KIRKPATRICK: Well, the precedent is not only that they resist conclusions early on, that they resist them for a long time. You know, the most famous episode was the crash of EgyptAir 990 off the coast of the U.S. 18 years ago. The U.S. government and most journalists and other investigators have concluded, I think with good reason, that that was a suicide by the Egyptian pilot. The Egyptians, 18 years later, are still trying to argue that it may well have been mechanical failure on the part of the Boeing airplane.

In the more recent case last October, when the world has concluded that a terrorist bomb brought down a Russian jet that took off from Sharm el-Sheikh, Egypt's aviation officials continue to say they're not so sure about that. It may have been mechanical failure, even though, in this case, the president of Egypt himself, in an apparent impromptu aside during a speech, has acknowledged that it was a terrorist bombing.

So they're very reluctant to reach conclusions that they feel are embarrassing or politically awkward...

KELLY: OK, that...

KIRKPATRICK: ...When it comes to aviation investigations.
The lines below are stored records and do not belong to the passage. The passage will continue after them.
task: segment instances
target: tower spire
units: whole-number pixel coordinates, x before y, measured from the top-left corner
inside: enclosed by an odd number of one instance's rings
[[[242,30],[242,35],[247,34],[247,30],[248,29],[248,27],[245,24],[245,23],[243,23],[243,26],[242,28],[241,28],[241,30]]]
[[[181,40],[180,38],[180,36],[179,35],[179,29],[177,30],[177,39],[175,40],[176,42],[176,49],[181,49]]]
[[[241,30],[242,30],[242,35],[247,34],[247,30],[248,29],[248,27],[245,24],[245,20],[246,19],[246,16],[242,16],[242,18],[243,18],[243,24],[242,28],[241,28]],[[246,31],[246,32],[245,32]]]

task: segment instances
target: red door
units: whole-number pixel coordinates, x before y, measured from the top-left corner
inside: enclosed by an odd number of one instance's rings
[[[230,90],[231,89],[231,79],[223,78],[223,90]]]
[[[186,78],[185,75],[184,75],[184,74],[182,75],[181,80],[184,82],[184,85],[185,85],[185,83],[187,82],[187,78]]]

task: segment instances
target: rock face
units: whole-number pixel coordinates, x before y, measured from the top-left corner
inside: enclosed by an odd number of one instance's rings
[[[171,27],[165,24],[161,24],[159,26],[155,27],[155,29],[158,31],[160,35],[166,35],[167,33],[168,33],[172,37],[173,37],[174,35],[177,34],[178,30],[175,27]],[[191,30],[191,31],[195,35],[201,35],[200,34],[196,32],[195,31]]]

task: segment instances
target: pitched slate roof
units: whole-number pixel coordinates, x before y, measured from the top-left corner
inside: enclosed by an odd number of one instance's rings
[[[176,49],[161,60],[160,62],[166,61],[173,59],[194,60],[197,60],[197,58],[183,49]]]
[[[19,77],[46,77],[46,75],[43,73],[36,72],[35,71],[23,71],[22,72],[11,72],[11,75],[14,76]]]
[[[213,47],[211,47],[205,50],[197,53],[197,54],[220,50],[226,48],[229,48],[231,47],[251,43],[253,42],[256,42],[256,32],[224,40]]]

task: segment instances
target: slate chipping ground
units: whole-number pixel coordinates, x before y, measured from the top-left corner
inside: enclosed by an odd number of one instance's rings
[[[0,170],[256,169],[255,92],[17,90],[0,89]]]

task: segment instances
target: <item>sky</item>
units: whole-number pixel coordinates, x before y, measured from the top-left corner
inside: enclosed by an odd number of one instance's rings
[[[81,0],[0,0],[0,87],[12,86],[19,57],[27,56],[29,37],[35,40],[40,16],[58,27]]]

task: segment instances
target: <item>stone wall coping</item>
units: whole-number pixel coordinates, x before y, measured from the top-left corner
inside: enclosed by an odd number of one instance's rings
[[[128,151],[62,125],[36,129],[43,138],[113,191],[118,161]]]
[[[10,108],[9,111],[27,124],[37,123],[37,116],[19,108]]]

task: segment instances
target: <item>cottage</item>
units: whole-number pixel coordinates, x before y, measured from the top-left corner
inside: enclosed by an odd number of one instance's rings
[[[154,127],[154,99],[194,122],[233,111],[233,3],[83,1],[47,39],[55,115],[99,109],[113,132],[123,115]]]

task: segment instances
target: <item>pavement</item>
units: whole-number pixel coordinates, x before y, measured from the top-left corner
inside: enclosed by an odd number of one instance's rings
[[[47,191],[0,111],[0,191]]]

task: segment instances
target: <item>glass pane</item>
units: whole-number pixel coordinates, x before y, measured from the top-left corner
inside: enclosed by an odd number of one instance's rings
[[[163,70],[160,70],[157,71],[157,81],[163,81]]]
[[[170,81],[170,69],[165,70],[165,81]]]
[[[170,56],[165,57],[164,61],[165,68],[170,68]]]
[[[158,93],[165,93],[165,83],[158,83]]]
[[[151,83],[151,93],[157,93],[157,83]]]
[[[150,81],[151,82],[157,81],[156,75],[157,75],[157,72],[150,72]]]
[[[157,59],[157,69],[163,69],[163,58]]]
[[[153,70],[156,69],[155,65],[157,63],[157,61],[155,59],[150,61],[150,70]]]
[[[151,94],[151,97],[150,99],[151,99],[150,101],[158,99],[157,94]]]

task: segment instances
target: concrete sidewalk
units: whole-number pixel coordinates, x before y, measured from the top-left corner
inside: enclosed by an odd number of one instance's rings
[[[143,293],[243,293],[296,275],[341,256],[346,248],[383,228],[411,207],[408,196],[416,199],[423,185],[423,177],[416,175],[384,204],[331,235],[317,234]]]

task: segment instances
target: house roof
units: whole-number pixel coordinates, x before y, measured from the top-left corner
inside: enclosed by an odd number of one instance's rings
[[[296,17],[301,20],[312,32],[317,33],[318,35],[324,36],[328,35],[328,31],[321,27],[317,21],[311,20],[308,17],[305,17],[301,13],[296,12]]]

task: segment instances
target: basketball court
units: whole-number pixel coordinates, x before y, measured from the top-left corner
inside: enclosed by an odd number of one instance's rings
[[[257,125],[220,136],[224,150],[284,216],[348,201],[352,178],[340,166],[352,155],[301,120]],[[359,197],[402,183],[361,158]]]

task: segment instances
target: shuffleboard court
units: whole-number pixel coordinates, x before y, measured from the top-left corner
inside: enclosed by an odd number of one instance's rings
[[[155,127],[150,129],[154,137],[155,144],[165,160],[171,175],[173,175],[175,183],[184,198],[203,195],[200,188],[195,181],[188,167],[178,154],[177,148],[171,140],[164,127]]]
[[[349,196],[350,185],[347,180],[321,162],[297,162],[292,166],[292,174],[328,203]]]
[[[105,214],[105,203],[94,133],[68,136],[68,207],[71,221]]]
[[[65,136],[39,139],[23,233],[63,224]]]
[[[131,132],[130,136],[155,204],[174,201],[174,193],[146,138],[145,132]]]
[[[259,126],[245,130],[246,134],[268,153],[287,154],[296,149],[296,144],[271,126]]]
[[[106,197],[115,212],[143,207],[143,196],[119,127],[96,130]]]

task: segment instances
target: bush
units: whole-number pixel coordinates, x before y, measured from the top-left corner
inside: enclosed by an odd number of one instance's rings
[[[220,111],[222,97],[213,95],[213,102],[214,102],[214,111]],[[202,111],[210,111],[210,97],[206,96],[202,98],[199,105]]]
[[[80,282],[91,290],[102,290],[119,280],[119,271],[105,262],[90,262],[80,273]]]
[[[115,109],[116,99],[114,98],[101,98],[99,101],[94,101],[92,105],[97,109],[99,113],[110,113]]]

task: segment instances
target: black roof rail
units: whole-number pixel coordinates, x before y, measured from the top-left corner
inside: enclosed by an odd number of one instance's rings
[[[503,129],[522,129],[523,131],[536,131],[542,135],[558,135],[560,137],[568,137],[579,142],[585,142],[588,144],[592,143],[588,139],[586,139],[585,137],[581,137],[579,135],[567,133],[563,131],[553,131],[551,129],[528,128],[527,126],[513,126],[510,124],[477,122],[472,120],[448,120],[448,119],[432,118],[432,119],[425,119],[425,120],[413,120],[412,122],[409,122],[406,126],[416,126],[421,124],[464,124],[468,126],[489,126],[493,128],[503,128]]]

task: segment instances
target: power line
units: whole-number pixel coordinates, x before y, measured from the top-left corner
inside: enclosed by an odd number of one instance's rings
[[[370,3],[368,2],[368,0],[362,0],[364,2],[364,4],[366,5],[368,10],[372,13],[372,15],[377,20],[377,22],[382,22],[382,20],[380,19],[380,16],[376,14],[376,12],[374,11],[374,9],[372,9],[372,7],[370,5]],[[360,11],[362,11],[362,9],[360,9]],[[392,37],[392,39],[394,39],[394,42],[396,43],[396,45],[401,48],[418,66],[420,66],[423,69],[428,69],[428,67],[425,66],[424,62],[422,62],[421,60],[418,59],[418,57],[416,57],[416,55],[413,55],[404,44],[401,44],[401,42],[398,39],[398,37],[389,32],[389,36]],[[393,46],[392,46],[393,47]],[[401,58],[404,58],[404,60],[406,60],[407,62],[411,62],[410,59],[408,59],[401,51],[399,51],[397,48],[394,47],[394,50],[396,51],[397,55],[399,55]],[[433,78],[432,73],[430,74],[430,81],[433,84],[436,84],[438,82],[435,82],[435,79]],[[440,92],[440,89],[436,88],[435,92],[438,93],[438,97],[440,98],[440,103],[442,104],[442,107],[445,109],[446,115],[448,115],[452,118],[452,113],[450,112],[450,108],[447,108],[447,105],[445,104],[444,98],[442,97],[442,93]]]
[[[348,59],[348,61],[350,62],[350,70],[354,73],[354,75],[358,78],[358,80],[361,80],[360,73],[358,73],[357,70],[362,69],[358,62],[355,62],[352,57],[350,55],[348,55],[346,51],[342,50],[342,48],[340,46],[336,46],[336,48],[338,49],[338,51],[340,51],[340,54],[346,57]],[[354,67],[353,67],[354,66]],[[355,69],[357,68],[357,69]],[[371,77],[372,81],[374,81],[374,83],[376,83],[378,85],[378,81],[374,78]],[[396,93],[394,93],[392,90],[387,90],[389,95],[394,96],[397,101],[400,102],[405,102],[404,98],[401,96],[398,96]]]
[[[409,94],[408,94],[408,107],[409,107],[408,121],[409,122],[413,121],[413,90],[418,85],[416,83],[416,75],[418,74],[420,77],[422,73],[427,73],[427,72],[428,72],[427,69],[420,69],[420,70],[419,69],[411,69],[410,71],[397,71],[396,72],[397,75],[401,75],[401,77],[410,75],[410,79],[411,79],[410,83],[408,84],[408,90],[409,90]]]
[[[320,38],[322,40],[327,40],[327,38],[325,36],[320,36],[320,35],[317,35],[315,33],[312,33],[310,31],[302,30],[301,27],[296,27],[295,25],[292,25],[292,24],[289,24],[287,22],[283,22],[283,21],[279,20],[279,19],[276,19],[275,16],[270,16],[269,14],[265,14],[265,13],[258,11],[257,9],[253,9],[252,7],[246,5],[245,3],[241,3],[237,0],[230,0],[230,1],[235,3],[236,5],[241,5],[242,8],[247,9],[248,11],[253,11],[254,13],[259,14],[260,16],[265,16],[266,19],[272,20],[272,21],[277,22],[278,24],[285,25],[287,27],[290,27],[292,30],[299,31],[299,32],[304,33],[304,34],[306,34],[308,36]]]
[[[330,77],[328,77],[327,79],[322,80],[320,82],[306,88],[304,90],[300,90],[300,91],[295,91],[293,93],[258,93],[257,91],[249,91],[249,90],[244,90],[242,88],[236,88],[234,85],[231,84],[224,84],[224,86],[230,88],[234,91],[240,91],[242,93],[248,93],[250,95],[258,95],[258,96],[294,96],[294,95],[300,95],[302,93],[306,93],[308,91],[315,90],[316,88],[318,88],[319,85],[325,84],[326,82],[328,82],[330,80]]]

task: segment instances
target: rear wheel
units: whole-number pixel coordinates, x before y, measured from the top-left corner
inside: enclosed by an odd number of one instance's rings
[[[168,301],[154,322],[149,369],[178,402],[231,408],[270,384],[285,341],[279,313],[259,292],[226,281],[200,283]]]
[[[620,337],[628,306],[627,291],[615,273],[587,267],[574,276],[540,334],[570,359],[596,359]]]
KELLY: That brings us up to this morning and how the investigation is unfolding already in Cairo. Do we know what threads they're following? Do we know where it's headed?

KIRKPATRICK: I think right now they're looking for the wreckage in the Mediterranean. And that's all we've got from the Egyptian government's point of view.
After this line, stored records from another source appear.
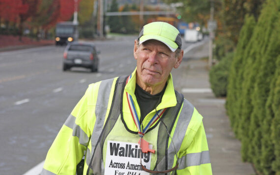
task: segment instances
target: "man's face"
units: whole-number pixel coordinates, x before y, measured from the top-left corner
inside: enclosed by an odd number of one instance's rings
[[[139,80],[149,86],[165,84],[172,69],[179,67],[183,56],[181,52],[176,58],[175,53],[165,44],[154,39],[148,40],[138,46],[136,40],[134,53],[137,60]]]

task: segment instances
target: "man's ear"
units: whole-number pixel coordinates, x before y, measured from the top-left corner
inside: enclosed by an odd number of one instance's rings
[[[176,63],[174,65],[174,68],[177,69],[179,68],[179,66],[181,64],[182,60],[183,60],[183,55],[184,55],[184,50],[181,50],[181,51],[180,52],[180,53],[179,54],[179,55],[178,55],[178,57],[176,58]]]
[[[137,55],[136,54],[136,52],[138,49],[138,41],[137,39],[134,40],[134,49],[133,49],[133,55],[134,55],[134,59],[137,60]]]

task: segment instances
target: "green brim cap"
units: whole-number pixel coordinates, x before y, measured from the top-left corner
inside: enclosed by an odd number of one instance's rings
[[[139,44],[149,39],[156,39],[165,44],[172,52],[181,49],[182,40],[179,31],[163,22],[154,22],[143,27],[138,36]]]

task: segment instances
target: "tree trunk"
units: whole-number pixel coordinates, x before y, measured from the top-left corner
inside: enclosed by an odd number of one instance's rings
[[[20,16],[20,24],[19,25],[19,40],[22,41],[22,37],[23,33],[23,17]]]

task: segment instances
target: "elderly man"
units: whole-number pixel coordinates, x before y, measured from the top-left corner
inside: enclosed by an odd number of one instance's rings
[[[41,175],[212,175],[202,117],[174,89],[179,31],[144,26],[128,76],[89,85],[51,147]]]

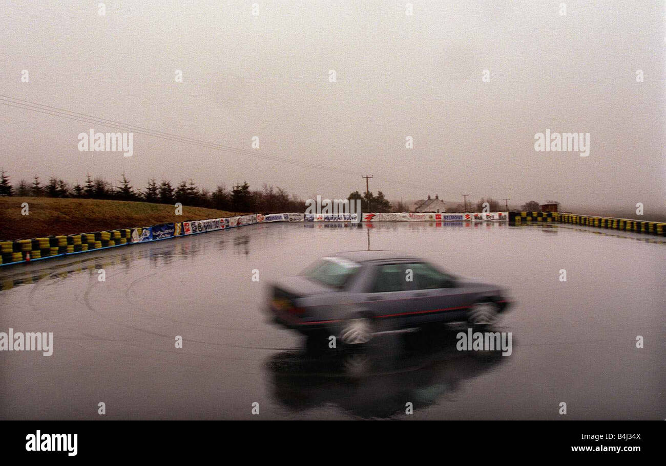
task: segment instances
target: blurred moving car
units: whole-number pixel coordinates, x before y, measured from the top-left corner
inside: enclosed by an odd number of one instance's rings
[[[272,283],[268,300],[275,322],[306,335],[334,335],[346,344],[435,322],[492,326],[509,304],[495,285],[384,251],[324,257],[298,277]]]

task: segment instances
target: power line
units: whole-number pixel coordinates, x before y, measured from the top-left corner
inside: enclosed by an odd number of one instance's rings
[[[366,179],[366,197],[368,198],[368,211],[370,212],[370,183],[368,182],[368,180],[370,178],[374,177],[372,175],[370,175],[370,176],[368,176],[368,175],[366,175],[365,176],[362,176],[361,177]]]
[[[465,199],[465,211],[466,212],[467,211],[467,197],[468,195],[470,195],[469,194],[461,194],[460,195],[462,195],[463,197],[463,199]]]

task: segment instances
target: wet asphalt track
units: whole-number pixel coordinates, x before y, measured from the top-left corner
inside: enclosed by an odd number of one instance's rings
[[[262,419],[557,419],[561,402],[567,419],[666,418],[664,239],[339,225],[260,224],[0,268],[0,283],[15,283],[0,291],[0,331],[55,340],[50,357],[0,353],[0,419],[99,419],[100,402],[106,419],[256,418],[255,402]],[[515,302],[497,330],[512,332],[511,356],[458,352],[455,330],[306,352],[266,322],[265,282],[368,242],[509,289]]]

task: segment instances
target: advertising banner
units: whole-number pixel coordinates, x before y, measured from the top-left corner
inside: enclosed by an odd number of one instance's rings
[[[153,231],[153,239],[163,239],[174,235],[176,227],[173,223],[161,223],[151,227]]]
[[[190,222],[190,227],[192,228],[192,234],[198,233],[203,233],[206,230],[204,229],[204,225],[198,220],[193,220]]]
[[[315,221],[356,221],[356,213],[318,213],[314,215]]]
[[[141,231],[141,233],[139,233]],[[132,243],[143,243],[153,240],[153,229],[151,227],[135,228],[132,230]]]
[[[220,225],[220,219],[202,220],[201,225],[203,226],[204,231],[214,231],[215,230],[221,230],[222,228]]]
[[[260,223],[269,221],[288,221],[290,215],[296,214],[270,213],[266,215],[262,215],[260,213],[258,213],[256,215],[256,221]]]

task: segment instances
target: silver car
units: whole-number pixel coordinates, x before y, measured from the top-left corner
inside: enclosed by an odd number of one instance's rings
[[[508,301],[499,287],[462,280],[422,259],[384,251],[340,253],[270,285],[271,319],[346,344],[378,332],[467,321],[491,326]]]

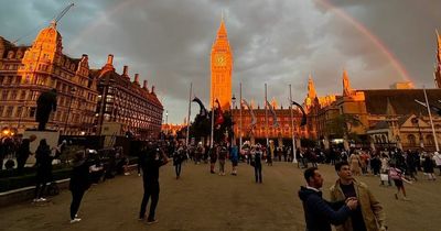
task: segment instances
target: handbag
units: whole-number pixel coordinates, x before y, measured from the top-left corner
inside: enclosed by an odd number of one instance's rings
[[[381,179],[381,182],[388,182],[388,180],[389,180],[389,175],[387,175],[387,174],[379,174],[379,178]]]

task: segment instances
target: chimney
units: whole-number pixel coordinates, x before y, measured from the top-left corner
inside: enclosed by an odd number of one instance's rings
[[[129,67],[128,66],[123,66],[122,76],[129,76]]]
[[[114,55],[112,54],[109,54],[109,56],[107,56],[107,64],[114,65]]]
[[[133,80],[133,82],[139,85],[139,74],[138,74],[138,73],[135,74],[135,80]]]

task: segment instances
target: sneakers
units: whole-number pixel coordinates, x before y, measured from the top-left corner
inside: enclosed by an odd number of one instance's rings
[[[147,220],[147,224],[153,224],[153,223],[157,223],[158,222],[158,220],[155,220],[155,219],[148,219]]]
[[[33,201],[33,202],[44,202],[44,201],[46,201],[46,200],[47,200],[46,198],[41,197],[41,198],[35,198],[35,199],[33,199],[32,201]]]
KELLY: And still no sign of the plane. Eleanor Beardsley in Paris, let me bring you in. Authorities in Paris have also already launched an investigation. What do we know about that?

BEARDSLEY: Absolutely, Mary Louise. The Paris prosecutor opened an investigation this morning. And they're going to start with anyone who had anything to do with that flight at the airport. So this will be baggage handlers, anyone who came into contact with passengers or technical people for that flight. That's where it's going to start. France is also looking at sending its bureau of aviation accidents to Cairo to help with the investigation.

Now they - this bureau investigated the Germanwings crash in the Alps and also remember the Rio to Paris flight that went down, the Air France flight. So they have a strong history of investigating, you know, air accidents.

KELLY: Right.

BEARDSLEY: In the next hour, EgyptAir is chartering a flight to Cairo for the family and friends of anyone on that flight. So that'll be taking off from Charles de Gaulle within the next hour.

MONTAGNE: And let me just bring us back to what we know and don't know about the last moments for this plane. Eleanor, it was actually Greek authorities that were last in touch with the EgyptAir plane. The pilot had been talking to Greek air-traffic controllers. What do we know about its last moments?

BEARDSLEY: Right, well, the Greek Military says radar tracked the plane dropping from 22,000 feet after swerving violently. And this was about 2:40 in the morning, right before it disappeared. So that seems to be the last moments. President Francois Hollande has recognized that it was a crash, basically, over the sea.

KELLY: OK, lots we don't know still unfolding this morning. That's updates there from NPR's Eleanor Beardsley in Paris. We also heard from David Kirkpatrick of The New York Times in Cairo. And we will keep bringing you more on this story as we get it.